It was shown by Courcelle, Makowsky and Rotics in 2000 that, for a graph class, boundedness
of clique-width immediately implies an efficient solution to a wide range of algorithmic
problems. This serves as one of the motivations to study clique-width. As for well-quasiorderability,
we conjecture that every hereditary graph class that is well-quasi-ordered by
the induced subgraph relation also has bounded clique-width.
We discover the first boundary classes for several algorithmic graph problems, including
the Hamiltonian cycle problem. We also give polynomial-time algorithms for the dominating
induced matching problem, for some restricted graph classes.

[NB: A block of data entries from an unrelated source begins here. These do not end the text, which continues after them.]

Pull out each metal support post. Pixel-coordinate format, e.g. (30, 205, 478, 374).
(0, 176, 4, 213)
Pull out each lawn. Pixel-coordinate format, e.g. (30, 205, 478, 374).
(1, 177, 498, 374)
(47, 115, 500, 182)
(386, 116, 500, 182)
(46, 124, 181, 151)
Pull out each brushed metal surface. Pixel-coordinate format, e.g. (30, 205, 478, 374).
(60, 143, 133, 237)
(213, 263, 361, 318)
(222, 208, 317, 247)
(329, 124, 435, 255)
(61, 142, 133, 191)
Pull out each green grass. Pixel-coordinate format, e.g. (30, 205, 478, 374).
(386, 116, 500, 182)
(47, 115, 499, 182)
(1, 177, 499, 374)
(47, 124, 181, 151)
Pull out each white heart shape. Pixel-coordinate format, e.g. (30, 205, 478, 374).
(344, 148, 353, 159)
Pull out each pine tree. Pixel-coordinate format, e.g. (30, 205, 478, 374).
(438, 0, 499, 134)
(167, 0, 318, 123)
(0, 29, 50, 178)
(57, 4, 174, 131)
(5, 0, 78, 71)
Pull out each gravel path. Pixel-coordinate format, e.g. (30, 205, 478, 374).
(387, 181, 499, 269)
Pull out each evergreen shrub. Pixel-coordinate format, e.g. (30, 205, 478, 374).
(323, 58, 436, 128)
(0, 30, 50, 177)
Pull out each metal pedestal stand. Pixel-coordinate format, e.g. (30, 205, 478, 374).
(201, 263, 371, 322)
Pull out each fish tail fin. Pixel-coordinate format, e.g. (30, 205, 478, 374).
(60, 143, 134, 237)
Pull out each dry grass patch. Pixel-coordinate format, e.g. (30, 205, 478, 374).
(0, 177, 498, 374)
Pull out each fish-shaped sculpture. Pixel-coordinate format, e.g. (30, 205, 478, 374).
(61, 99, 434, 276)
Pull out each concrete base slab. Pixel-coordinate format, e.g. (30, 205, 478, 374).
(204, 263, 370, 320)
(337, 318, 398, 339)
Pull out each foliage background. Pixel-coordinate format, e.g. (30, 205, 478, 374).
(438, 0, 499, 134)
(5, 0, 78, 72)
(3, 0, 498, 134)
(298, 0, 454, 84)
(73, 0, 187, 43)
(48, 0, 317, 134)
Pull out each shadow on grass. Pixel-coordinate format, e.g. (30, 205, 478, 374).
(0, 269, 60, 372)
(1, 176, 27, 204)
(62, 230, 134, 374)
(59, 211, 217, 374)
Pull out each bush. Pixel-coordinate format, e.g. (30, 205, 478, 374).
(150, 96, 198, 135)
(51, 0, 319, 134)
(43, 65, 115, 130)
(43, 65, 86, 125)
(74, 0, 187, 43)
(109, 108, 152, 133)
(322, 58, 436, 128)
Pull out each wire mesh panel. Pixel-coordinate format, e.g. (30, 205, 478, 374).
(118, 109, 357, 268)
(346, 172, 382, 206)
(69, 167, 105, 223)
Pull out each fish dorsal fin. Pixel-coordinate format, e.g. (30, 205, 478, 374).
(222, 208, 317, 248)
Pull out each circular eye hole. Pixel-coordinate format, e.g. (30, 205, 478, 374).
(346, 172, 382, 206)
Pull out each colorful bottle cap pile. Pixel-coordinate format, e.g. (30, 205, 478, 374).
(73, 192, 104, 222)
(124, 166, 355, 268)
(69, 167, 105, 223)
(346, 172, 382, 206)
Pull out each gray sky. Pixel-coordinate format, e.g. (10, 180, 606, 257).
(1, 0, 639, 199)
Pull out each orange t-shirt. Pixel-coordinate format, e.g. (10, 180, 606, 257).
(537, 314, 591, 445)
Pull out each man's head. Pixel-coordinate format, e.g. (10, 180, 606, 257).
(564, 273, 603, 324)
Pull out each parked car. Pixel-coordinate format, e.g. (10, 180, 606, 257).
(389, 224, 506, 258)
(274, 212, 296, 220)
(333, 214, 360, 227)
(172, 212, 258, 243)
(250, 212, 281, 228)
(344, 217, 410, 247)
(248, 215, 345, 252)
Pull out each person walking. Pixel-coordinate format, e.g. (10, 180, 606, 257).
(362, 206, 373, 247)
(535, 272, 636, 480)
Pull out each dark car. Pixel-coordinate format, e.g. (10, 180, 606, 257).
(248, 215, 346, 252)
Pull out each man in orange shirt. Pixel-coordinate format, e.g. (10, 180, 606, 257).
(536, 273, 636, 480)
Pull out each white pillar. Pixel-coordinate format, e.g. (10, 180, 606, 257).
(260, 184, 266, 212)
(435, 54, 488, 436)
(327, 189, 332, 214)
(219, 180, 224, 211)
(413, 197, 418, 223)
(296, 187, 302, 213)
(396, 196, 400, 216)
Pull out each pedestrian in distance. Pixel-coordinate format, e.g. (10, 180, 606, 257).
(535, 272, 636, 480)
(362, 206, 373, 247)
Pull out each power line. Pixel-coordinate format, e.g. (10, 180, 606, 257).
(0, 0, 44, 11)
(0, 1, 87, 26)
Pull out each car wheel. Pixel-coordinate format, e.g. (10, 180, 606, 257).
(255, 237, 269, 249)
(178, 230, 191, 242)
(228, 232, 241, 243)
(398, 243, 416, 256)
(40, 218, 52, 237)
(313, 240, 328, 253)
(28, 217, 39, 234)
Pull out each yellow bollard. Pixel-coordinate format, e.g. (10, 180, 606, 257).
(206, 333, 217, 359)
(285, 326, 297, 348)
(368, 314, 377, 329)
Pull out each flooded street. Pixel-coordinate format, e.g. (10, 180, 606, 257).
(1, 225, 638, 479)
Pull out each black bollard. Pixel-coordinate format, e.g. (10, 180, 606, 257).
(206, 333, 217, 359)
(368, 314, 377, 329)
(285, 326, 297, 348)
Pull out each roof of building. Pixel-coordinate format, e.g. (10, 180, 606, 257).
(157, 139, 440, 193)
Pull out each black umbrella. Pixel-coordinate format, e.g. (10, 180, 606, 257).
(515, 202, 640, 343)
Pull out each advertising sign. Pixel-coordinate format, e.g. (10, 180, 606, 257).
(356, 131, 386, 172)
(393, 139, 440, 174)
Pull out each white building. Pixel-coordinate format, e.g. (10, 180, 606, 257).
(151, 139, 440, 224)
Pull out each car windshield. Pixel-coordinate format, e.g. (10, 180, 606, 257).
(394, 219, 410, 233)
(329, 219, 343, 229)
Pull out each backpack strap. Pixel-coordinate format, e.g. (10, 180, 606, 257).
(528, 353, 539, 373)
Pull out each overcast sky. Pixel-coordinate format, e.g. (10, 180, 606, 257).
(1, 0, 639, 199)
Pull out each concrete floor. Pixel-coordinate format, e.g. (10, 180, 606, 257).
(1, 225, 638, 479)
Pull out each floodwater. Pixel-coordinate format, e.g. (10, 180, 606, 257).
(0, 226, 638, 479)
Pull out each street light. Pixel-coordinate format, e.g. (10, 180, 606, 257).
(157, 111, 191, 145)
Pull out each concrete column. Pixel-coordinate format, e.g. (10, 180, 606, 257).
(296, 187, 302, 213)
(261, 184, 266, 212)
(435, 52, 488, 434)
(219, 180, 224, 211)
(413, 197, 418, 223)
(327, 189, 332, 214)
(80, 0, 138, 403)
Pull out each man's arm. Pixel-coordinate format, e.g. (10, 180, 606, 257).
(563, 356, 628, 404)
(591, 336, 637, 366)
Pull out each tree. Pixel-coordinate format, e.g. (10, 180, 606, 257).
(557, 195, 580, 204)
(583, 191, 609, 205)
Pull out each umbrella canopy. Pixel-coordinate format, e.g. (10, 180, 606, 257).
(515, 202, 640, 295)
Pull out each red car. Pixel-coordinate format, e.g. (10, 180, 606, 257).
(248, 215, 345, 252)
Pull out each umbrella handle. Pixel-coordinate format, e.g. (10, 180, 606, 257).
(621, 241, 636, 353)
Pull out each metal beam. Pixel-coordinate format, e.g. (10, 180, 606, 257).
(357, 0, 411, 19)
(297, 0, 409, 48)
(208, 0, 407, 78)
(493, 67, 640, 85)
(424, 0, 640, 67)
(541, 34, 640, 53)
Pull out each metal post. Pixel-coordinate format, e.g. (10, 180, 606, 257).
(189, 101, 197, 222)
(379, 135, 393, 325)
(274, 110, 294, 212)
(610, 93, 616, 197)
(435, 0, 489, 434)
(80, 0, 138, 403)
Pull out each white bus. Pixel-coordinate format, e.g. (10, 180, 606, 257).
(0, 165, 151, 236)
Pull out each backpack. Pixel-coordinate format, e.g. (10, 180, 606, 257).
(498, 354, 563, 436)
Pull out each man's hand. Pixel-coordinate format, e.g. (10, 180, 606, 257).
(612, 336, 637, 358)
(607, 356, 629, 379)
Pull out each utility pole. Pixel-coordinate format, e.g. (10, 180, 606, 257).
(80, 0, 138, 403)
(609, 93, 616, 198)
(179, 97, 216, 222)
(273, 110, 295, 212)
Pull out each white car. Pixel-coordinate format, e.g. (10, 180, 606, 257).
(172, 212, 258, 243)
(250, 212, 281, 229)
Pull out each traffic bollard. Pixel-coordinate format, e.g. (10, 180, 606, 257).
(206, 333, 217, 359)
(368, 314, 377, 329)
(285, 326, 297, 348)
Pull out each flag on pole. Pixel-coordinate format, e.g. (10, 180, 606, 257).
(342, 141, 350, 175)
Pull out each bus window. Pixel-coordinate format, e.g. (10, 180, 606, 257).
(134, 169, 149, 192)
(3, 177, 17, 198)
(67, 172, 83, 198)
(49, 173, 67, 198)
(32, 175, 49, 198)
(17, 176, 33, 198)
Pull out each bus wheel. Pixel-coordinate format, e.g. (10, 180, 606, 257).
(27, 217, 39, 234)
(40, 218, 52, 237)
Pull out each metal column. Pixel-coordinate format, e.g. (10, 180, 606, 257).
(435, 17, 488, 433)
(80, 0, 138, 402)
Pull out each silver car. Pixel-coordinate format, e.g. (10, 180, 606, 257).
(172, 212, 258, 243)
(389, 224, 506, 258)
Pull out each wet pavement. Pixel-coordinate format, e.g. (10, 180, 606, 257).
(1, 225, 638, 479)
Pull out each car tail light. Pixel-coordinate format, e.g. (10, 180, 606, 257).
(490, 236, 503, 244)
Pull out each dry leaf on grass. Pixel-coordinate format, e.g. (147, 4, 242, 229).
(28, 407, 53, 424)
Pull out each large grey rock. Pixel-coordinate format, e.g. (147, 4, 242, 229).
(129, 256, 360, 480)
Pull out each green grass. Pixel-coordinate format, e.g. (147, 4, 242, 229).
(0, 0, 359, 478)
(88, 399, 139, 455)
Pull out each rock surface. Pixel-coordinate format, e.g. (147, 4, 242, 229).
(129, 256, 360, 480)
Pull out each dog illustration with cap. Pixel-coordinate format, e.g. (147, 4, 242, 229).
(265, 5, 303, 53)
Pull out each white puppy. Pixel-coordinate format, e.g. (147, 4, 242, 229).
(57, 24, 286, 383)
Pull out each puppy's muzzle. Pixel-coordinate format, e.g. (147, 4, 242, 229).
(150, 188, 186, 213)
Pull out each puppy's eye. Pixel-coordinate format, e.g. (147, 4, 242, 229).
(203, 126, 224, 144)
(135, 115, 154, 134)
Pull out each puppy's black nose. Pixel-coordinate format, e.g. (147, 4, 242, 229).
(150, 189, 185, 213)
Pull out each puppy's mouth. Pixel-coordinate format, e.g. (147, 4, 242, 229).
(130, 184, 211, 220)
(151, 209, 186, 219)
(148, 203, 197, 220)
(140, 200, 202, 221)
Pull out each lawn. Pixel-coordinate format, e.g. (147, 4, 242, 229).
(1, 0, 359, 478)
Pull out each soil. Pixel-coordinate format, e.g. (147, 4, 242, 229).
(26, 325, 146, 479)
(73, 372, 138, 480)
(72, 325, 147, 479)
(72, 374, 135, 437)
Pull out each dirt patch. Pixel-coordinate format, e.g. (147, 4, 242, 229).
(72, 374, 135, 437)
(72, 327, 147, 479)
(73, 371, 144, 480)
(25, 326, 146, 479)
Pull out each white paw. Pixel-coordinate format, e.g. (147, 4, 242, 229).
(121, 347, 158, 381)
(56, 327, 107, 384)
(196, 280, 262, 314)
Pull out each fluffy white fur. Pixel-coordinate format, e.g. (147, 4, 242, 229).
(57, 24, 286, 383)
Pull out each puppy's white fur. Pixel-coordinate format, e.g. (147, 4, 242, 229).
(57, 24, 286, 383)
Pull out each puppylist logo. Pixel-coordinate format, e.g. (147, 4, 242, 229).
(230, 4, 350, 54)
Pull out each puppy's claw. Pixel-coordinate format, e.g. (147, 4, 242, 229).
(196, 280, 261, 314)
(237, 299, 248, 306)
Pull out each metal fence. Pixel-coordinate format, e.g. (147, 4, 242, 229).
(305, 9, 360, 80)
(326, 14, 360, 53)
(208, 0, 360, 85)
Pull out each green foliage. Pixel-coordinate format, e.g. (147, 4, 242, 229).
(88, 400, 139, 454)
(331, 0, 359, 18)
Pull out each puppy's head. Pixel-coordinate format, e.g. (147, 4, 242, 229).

After discussing the special importance of bipartite graphs in the study of clique-width,
we describe a general framework for constructing bipartite graphs of large clique-width. As
a consequence, we find a new minimal class of unbounded clique-width.
We prove numerous positive and negative results regarding the well-quasi-orderability of
classes of bipartite graphs. This completes a characterisation of the well-quasi-orderability of
all classes of bipartite graphs defined by one forbidden induced bipartite subgraph. We also
make considerable progress in characterising general graph classes defined by two forbidden
induced subgraphs, reducing the task to a small finite number of open cases. Finally, we
show that, in general, for hereditary graph classes defined by a forbidden set of bounded
finite size, a similar reduction is not usually possible, but the number of boundary classes
to determine well-quasi-orderability is nevertheless finite.
Our results, together with the notion of boundary ideals, are also relevant for the study
of other partially ordered sets in mathematics, such as permutations ordered by the pattern
containment relation